De fait, la cible inconditionnelle prévoit une baisse de l’intensité d’émission par unité de PIB de 40 % entre 2013 et 2030. Nous comparons cette estimation aux résultats de l’analyse de la plateforme DDPP[3] sur la décarbonation profonde, consacrée au secteur de l’énergie. Plusieurs scénarios ont modélisé les mutations socioéconomiques à envisager pour réduire les émissions de carbone et ont démontré ainsi la faisabilité d’une réduction de 30 % à travers le déploiement de technologies à faibles émissions de carbone et de mesures d’efficacité énergétique. Le chiffre proposé ici résume l’ampleur du défi sur le plan des politiques énergétiques nationales mais aussi l’importance de la réduction des émissions hors secteur de l’énergie.
3. Comment la CPDN s’articule-t-elle avec les autres priorités de la politique nationale ? S’inscrit-elle dans une stratégie cohérente de développement économique et social ?
La CPDN du Mexique renvoie à de nombreuses législations et politiques nationales en vigueur, essentiellement dans le secteur du climat et de l’énergie. Des informations sur les mesures supplémentaires envisagées par le pays à l’avenir – et la manière dont elles seront coordonnées d’un secteur à l’autre – auraient été utiles.
Notons que le document évoque les co-bénéfices de son action climatique, qu’ils se déclinent en effets sociaux, sanitaires ou de bien-être. Le Mexique prévoit ainsi un ciblage des émissions de carbone suie : des politiques de réduction de la combustion de biomasse en milieu rural et des émissions de diesel dans le secteur des transports pourraient effectivement contribuer à limiter le réchauffement global tout en améliorant la qualité de l’air et en évitant d’importants problèmes sanitaires. Le pays a déjà lancé des projets de suivi de ces émissions dans quelques villes, afin de mieux cibler leurs sources et de les réduire.
La CPDN du Mexique revient également en détail dans une annexe sur la question de l’adaptation. L’approche suivie suppose des synergies entre mesures d’atténuation et mesures d’adaptation. Le document commence par expliquer la vulnérabilité du pays et les principaux facteurs de risque, avant d’analyser les dispositions prises pour protéger la population, en particulier en termes de sécurité alimentaire, d’accès à l’eau et de protection contre des événements météorologiques extrêmes. À cette fin, la stratégie d’adaptation vise spécifiquement les secteurs et infrastructures stratégiques (de l’agriculture à l’élevage en passant par les mines et le tourisme) pour préserver leur productivité et leur compétitivité. Elle décrit les processus (plans d’adaptation et de réduction des risques) et les résultats (baisse de 50 % au moins du nombre de municipalités particulièrement vulnérables). Le texte insiste aussi sur les mesures d’adaptation axées sur les écosystèmes, couvrant à la fois la préservation de la biodiversité (l’une des cibles vise à mettre fin à la déforestation d’ici 2030) et l’utilisation des services écosystémiques pour restaurer et protéger les aires en danger.

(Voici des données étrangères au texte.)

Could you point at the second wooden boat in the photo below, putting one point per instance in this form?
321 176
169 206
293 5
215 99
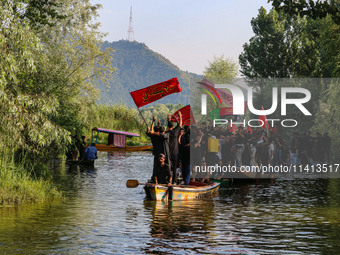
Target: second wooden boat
181 192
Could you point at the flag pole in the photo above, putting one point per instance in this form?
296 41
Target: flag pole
142 117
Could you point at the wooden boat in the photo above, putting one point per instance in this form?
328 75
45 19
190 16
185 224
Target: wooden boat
223 183
81 162
181 192
116 141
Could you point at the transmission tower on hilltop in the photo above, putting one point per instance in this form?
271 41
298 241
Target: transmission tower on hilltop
131 36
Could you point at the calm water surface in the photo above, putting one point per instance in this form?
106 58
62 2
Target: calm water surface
101 216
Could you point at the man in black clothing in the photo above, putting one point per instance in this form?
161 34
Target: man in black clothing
173 144
160 140
163 174
155 143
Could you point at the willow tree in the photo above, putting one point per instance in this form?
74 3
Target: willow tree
47 74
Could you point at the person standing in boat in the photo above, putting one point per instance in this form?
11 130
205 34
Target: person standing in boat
163 174
160 141
82 148
173 143
91 152
155 143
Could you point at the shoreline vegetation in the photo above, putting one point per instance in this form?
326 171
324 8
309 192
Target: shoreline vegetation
23 179
51 61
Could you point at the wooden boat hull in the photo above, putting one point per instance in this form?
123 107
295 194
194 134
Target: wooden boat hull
81 162
103 147
159 193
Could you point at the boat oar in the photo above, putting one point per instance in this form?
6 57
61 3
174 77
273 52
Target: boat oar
135 183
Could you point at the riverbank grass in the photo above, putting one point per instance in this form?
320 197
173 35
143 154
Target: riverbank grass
18 187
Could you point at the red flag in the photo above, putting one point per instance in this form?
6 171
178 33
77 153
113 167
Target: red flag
274 129
155 92
263 121
187 116
221 94
232 128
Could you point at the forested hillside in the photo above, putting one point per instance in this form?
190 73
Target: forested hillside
137 67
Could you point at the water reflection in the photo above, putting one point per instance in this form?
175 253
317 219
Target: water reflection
99 215
180 225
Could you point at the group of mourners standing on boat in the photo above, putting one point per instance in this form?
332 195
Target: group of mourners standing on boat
250 147
217 146
80 150
171 150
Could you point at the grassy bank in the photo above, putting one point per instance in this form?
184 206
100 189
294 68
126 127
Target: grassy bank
17 186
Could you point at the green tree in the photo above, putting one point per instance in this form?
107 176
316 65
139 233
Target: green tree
281 47
310 8
221 69
47 74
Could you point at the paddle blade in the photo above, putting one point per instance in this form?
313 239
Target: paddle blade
132 183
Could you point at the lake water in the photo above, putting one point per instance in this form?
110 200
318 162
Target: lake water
101 216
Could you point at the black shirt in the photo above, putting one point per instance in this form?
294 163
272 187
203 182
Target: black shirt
163 173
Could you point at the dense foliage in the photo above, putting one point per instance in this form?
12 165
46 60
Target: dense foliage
290 44
46 77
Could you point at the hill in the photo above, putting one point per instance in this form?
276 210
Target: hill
138 67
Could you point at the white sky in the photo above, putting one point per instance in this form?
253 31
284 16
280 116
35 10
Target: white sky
187 32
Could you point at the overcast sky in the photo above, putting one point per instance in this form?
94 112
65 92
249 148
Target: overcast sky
187 32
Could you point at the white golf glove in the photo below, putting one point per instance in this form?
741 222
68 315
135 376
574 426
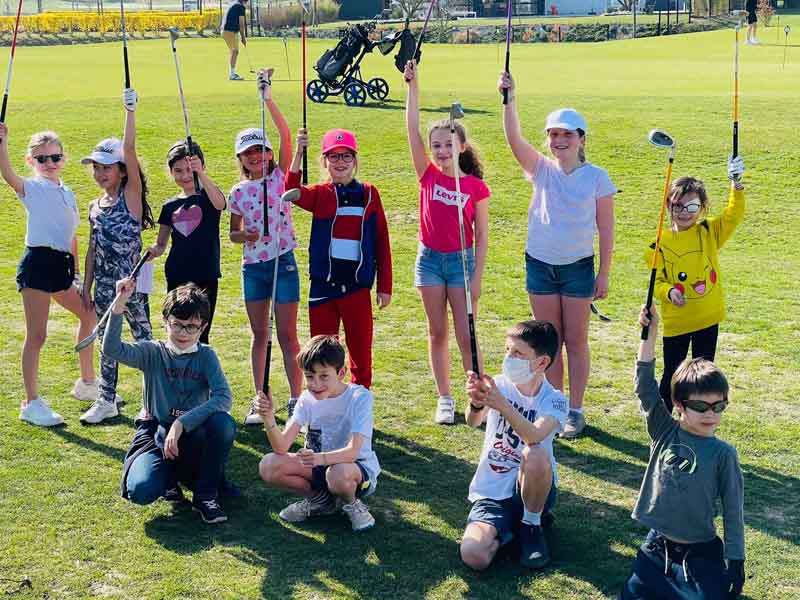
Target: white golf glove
129 99
735 168
264 81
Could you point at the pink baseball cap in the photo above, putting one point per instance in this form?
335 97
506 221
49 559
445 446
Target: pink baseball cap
336 138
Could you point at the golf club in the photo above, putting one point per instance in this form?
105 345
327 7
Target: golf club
508 45
457 112
124 43
173 36
288 196
87 341
10 64
662 140
735 151
422 33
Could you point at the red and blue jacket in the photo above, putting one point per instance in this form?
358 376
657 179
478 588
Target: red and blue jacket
349 244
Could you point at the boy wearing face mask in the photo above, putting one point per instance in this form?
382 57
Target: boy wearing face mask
515 482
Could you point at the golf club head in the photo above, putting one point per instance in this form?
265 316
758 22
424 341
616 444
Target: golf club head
661 139
291 195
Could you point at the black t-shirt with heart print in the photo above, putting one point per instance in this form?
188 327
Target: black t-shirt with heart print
194 254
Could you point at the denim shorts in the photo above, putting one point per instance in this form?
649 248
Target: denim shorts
506 515
257 280
575 280
441 268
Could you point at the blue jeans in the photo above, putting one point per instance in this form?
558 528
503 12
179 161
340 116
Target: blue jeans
202 454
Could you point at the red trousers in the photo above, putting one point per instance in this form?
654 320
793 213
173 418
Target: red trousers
355 312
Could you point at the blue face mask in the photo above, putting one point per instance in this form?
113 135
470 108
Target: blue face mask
517 370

Pour être efficaces, les mesures d’adaptation doivent reposer sur une appréciation des risques et de la vulnérabilité du pays, et une explication des stratégies poursuivies par le pays pour y faire face. La CPDN du Mexique est à cet égard un modèle intéressant pour montrer comment les pays pourraient explique leur manière d’assumer leurs responsabilités intérieures, et ainsi servir de base au partage d’expériences et à l’identification de domaines où des progrès supplémentaires sont nécessaires et où une coopération bilatérale/régionale/internationale peut se révéler utile.
Le Mexique insiste aussi sur une application des politiques respectueuse des droits de l’homme et de l’égalité des sexes – un point essentiel quand on sait que les femmes et les pauvres seront les premiers concernés par les mesures d’adaptation.
Enfin, le texte évoque le processus participatif de consultation qui a présidé à la définition du texte : « différentes parties prenantes ont été consultées […], y compris des organisations non gouvernementales, des chercheurs et des représentants d’entreprises privées de tous les secteurs, lors de séminaires et de consultations organisés dans tout le pays ». Notons cependant que ce processus n’aura duré que 10 jours.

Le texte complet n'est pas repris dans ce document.